Love Believes All Things

Love believes all things. This statement makes love out to be some gullible kook out of touch with reality. You know what, maybe it is. Maybe that’s exactly the point with love here. Love isn’t analytical, taking the pieces of a situation and capable of merely rearranging them like some sort of math problem. Love isn’t emotional, driven by fits and outbursts that defy even the best psychologists. No, though love has these characteristics, love is more than analytical and more than emotional.

Love seems to be some gullible kook out of touch with reality. We use the phrase “love came down” in regards to the coming of Jesus, but I want you to think about that in this context. Jesus was definitely out of touch (so it seemed) with the reality of that day. He took the social order, norms and turned them all on their heads. However, He was never without reason. There was always a direct purpose. In fact, they were so saturated with meaning, we’re still trying to understand them fully today.

Love isn’t trite. Even Jesus’ most memorable meltdowns (think about Him flipping over tables in the temple) aren’t just for the sake of reacting. Love seems to maintain a higher standard and believe it’s attainable. The latter is very important. Love isn’t your boss weighing down on you because they have authority over you. No, love bears down on those it believes are meant for more.
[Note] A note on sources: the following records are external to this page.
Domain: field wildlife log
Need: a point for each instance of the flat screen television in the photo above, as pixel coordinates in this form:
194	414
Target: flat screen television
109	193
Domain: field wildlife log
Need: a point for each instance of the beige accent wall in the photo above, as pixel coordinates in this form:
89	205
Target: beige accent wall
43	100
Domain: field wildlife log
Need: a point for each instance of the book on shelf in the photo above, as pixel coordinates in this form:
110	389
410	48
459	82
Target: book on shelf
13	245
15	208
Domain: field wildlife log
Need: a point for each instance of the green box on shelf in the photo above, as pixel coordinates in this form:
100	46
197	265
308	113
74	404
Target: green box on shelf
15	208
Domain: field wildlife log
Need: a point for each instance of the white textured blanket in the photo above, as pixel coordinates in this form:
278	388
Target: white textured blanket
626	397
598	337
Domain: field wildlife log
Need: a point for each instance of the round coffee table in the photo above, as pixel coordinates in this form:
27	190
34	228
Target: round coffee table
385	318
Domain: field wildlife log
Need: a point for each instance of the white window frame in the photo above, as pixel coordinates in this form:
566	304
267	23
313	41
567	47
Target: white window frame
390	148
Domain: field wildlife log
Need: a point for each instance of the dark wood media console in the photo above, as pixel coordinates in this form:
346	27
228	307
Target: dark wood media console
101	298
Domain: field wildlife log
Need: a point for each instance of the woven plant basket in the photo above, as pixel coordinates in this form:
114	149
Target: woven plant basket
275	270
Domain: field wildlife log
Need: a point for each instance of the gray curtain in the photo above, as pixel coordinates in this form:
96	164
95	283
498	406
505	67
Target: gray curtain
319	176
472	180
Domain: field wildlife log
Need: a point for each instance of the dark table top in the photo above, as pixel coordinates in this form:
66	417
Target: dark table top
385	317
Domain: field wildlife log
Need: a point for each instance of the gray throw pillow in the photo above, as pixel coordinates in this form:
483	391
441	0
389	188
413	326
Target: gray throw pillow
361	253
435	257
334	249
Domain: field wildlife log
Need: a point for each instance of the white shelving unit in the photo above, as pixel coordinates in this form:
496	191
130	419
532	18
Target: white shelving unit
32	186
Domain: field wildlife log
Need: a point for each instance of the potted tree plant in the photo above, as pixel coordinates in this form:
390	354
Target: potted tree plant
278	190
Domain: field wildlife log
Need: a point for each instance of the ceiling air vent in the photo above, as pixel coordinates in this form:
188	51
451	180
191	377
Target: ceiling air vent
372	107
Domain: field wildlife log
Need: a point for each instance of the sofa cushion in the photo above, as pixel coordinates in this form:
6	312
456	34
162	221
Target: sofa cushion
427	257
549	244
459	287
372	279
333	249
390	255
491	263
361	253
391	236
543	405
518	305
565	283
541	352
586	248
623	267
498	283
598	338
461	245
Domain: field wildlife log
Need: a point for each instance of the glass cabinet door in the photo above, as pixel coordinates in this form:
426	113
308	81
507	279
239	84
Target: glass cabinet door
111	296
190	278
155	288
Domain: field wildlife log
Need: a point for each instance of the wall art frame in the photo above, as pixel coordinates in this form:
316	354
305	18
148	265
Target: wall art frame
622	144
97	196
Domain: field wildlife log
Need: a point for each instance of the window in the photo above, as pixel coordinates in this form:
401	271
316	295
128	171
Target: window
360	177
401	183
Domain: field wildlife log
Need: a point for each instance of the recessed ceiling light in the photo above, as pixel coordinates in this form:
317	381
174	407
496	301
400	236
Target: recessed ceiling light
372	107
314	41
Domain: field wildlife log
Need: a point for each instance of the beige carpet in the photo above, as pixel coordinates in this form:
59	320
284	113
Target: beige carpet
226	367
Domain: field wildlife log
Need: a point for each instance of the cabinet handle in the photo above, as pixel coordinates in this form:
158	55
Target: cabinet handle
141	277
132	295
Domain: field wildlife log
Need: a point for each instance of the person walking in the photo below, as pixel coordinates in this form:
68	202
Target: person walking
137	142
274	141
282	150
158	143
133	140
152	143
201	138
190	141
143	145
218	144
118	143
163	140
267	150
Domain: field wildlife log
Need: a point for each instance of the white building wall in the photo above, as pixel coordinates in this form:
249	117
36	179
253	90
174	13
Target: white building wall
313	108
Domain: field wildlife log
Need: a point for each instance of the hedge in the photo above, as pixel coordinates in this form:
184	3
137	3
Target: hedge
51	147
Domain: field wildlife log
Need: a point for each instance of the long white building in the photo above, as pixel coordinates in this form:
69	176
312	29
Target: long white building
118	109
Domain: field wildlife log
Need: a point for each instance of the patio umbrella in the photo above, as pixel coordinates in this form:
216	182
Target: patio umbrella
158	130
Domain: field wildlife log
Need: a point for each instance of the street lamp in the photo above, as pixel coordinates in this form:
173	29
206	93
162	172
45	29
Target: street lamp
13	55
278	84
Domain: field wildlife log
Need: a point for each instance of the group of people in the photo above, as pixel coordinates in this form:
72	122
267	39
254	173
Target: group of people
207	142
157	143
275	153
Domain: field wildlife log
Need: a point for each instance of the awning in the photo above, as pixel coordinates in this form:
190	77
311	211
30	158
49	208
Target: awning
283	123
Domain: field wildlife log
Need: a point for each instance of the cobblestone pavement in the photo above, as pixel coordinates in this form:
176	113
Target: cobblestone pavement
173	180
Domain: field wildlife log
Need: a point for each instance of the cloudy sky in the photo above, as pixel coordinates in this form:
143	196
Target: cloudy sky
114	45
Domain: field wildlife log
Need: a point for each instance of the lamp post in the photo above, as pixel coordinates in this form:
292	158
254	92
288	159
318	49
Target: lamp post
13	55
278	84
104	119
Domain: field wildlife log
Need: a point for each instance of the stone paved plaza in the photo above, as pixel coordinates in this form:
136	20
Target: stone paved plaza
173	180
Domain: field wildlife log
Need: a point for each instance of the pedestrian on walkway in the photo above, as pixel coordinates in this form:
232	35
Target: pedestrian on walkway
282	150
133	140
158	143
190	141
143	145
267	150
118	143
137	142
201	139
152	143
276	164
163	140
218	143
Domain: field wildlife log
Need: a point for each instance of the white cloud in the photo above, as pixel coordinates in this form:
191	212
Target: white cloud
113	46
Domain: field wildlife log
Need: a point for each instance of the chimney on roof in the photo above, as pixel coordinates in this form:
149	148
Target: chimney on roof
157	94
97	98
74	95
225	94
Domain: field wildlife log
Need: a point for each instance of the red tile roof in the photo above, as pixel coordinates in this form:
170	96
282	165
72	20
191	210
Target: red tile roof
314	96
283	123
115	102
Love sees more. I mentioned love seeing more than what’s there in a situation, and I want to reassert that fact. Love lifts both the lover and the loved to new heights and knows both can reach them. Love, not seeing what is prevalent, focuses on what is actually there. It doesn’t get bogged down in the roles and characters we all portray both online and in real life, but it sees to the core. Love isn’t a physical entity, so it doesn’t have to dig through all the layers. It sees only the heart, but at the same time it sees the whole heart.

God is love. If God is love, then what we experience must be His whisperings. Laying aside theological differences, love is the part of God, who sees the hearts of all men, still prevalent in this world wreaking havoc on the status quo today. Love is the urging of the Spirit moving through people, you and me, creating rays of light from darkness. I’m no physicist, but I know this isn’t supposed to make sense.

Love isn’t a mathematician, nor is it an emotional basket case. Though it may seem both at times, love far transcends our understanding by only understanding the heart. Where we get tripped up with appearances and technicalities, love sees straight through and addresses the essence of the matter. It has no respect for artificial constraints, as it doesn’t need them to understand the world around it better. Love is Jesus’ Spirit still walking the earth continuing the work He started thousands of years ago. Now, He works through us. However, it makes it easier if we lovingly give in to Him. Dare we risk an end like Jesus, Stephen or Bartholomew, giving ourselves to a love that believes all things?